The single DVD-ROM offers roughly 2 GB of content in Apple Loops, WAV, and REX2 formats. I put the Apple Loops through their paces in Apple Logic 7.1, used the REX2 files in MOTU Digital Performer 4.61 and Propellerhead Reason 2.5, and auditioned the REX2 and WAV files in Cakewalk Sonar 5.2.

If you want to sequence the grooves from scratch, the Apple Loops and WAV folders include a subfolder of 29 different instruments, each with a multitude of hits and articulations. For example, the Udu folder has separate subfolders for low, mid, and high instruments comprising 61 samples total. Abbreviated text in the file names provides a key to the articulation of the instrument sample. For example, MF indicates mezzo forte, OT represents an open tone, LH delineates a left-hand hit, and GN means a ghosted note. The otherwise skimpy documentation provides a full list of the terms.

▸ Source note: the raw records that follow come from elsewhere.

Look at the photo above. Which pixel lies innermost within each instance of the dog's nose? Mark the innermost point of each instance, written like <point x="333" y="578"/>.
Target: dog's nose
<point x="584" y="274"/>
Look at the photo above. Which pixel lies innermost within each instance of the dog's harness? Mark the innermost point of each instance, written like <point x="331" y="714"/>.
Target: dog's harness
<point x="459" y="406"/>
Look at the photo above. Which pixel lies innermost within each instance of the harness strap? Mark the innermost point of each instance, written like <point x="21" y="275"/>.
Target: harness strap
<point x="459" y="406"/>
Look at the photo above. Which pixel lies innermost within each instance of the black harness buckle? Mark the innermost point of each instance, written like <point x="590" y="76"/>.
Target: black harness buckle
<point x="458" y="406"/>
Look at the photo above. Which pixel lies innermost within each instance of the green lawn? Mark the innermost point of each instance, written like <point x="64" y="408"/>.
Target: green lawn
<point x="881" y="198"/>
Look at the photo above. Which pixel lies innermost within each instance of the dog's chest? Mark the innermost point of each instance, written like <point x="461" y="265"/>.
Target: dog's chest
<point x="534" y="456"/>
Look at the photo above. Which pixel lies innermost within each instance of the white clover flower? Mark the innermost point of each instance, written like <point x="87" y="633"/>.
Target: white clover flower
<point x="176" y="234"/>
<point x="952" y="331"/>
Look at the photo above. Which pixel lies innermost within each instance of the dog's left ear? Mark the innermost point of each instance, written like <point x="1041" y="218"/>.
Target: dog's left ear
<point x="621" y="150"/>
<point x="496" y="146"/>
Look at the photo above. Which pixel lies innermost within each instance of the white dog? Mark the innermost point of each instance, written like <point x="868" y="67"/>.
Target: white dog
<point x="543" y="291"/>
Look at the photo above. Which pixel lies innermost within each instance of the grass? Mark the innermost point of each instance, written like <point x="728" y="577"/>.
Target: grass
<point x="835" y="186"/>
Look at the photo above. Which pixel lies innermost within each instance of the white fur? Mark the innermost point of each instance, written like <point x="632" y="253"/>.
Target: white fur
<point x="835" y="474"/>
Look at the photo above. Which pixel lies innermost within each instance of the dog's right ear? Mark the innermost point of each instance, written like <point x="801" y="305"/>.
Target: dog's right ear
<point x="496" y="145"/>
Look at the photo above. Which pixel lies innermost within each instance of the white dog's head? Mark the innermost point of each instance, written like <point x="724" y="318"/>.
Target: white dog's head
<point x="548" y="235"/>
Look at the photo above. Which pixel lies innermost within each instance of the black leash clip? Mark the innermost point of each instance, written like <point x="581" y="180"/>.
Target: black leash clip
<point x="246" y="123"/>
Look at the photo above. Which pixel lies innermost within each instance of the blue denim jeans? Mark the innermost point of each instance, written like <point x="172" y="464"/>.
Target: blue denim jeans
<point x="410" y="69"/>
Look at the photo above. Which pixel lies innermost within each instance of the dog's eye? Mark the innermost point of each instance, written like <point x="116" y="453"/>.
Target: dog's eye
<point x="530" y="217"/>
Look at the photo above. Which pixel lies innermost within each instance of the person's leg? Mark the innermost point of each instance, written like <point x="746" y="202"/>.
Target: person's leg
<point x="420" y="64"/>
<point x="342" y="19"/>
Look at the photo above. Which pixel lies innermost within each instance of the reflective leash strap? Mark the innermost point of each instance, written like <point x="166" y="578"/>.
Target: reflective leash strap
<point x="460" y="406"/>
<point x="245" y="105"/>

The focus of the library is the grooves, which are presented in 26 construction kits consisting of repeating patterns of up to 16 bars. Each kit represents a distinct regional style. The collection offers loops of the constituent instruments, letting you change dynamics by altering the rhythmic density of the performance. The title of each groove's folder reflects its tempo and time signature (when deviating from 4/4). Given a choice, I would prefer a song-form approach with more bars of music. But most of the loops here worked very well within the more repetitive confines of pop.

Unless you are familiar with the styles, you'll need to do some listening to find what's right for your music. Fortunately, each folder has a full-mix groove you can audition or simply drop into a track and loop. Some loop sets have additional tracks not found in the main mix to add variety. Auditioning any single element reveals the human origin of the performances: beats deliberately drag and then catch up. In the context of the full percussion section, it all makes perfect rhythmic sense, as the elements push and pull against each other, swinging subtly sometimes, or creating an edgy, propulsive feel at other times (see Web Clip 1).

Down in the Grooveyard

The REX2 versions are easily the most adaptable of the format, offering the widest range of tempo scaling along with the ability to easily change dynamics and feel in detailed, by-the-slice fashion. In addition to the aforementioned hosts, I successfully imported the REX2 files into Native Instruments Intakt 1.03 and Sonar 5's RXP REX-File player. Tracks looped smoothly without any rhythmic hiccups.

The overall character of the percussion is intimate and detailed. Despite the manufacturer's claimed attempts to avoid ambience, the recording is far from sterile or anechoic; at times you can hear the bleed-through of other instruments, and all of the grooves are imbued with a sweet, subtle ambience.

Singling out any groove as a favorite would be futile and would be a disservice to the diversity of this collection. The loops could easily find homes in projects ranging from Latin pop or rock to jazz and Latin-inflected fusion compositions. More documentation, particularly notes describing the styles and their origins, would be useful. I'd also appreciate information on the various instruments and their role in a particular groove; that could be of immense help if you wanted to build your own grooves from the individual instruments. Longer tracks allowing more development would be great too, but at such a reasonable price, it's hard to quibble. Roots of South America, vol. 2, sounds terrific and grooves hard. I recommend it highly.